The town also serves as the northern terminus of the Guanella Pass Scenic Byway, a steep, mostly unpaved road that climbs above treeline and runs beneath the shadow of Mount Bierstadt. It’s only 22 miles from Georgetown to the byway’s southern endpoint (the tiny town of Grant, on U.S. Hwy. 285), but plan for the route to take at least an hour.
Guanella Pass Scenic Byway runs between the South Platte and Clear Creek watersheds, passing through dense stands of aspen. In autumn, this is a wonderful drive that is made more memorable by lunch at The Shaggy Sheep, Grant’s only eatery and a favorite along U.S. 285.
Mount Evans Scenic Byway dead-ends at the peak’s summit at
14,130 feet above sea level, making it the highest paved road in North America.
Lariat Loop, a designated National Scenic Byway, connects Golden, Morrison and Evergreen. This roadway is truly special in autumn, providing beautiful vistas close to the Front Range. There are many sights along the 40-mile route, including historical spots such as Buffalo Bill’s Grave and Museum and the Colorado Railroad Museum.
It’s worth taking a weekend to explore the area, using Golden as a base. Spend the morning on one of the many hikes around this charming riverfront town. For instance, the Lookout Mountain Trail provides sweeping views that are dotted with amber aspens during the autumn. Then stop in at one of Golden’s numerous breweries. Golden City Brewery, established in 1993, is a local favorite. With scrumptious food trucks and a large beer patio, it’s a winner after a long day on the road and trails.
The Peak to Peak Scenic Byway is one of the most popular leaf-peeping routes in Colorado, and for good reason. It connects Estes Park and the gambling towns of Black Hawk and Central City, so there might be gold at the end of this colorful road. Along the way, you might spot an old Volkswagen bus or two in old Colorado hippie towns like Ward and Nederland.
Brainard Lake and the Indian Peaks
The 55-mile Peak to Peak provides views of the Continental Divide and has an iconic Colorado feel. Established in 1918, it’s the oldest scenic byway in Colorado. The many trailheads along the route offer access to some of the best hiking in Colorado, enabling you to explore Rocky Mountain National Park, the Indian Peaks Wilderness and Golden Gate Canyon State Park, a four-season destination with year-round activities. For those who wish to stay awhile, cabins and yurts are available here.

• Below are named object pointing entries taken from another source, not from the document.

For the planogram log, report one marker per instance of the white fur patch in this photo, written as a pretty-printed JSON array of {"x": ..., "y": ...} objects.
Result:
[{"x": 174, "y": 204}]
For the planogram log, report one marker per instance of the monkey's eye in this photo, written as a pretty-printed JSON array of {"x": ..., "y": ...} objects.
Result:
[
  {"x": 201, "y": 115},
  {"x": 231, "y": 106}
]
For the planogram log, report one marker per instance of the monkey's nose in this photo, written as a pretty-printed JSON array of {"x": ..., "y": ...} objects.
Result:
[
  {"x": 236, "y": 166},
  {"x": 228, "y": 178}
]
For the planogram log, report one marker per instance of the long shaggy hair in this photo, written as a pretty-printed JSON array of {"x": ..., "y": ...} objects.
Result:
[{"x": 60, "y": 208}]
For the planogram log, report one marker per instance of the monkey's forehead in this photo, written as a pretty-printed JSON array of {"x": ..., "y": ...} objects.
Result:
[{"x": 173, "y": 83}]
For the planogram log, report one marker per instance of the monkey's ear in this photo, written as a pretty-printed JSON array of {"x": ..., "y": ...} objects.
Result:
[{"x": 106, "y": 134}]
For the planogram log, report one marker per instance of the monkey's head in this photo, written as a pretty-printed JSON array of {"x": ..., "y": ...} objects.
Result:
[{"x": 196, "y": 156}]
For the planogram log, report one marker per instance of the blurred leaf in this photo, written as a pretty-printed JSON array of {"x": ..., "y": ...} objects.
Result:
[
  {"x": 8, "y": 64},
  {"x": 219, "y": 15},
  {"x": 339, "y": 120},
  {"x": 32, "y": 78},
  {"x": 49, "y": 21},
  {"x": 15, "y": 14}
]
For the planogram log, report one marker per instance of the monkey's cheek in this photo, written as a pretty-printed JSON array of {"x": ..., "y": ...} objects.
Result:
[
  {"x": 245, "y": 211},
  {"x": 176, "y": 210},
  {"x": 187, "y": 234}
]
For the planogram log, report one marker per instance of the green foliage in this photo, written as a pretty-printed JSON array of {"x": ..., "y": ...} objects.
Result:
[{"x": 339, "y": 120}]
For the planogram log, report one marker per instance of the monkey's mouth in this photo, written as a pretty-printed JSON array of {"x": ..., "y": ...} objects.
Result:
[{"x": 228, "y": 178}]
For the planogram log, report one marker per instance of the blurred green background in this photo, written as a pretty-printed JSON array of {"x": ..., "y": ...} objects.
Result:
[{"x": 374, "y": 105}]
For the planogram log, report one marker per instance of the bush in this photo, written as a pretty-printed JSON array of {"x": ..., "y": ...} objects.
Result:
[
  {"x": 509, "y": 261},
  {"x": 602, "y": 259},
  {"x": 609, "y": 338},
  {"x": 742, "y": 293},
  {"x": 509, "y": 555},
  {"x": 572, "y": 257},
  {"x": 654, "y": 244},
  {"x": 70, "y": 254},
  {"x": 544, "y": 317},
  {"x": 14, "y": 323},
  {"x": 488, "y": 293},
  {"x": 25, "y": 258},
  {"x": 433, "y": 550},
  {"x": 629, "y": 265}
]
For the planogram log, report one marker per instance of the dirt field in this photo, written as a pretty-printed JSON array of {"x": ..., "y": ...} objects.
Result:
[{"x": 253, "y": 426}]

To get an overview of all 26 scenic byways in Colorado, visit www.codot.gov/travel/scenic-byways. This website not only breaks the byways into regions but also provides an interactive map that shows the route of each byway. It’s a handy resource to browse before heading out on a leaf-peeping excursion. Don’t let this fall pass by without an outing to see the leaves on one of these tried-and-true routes.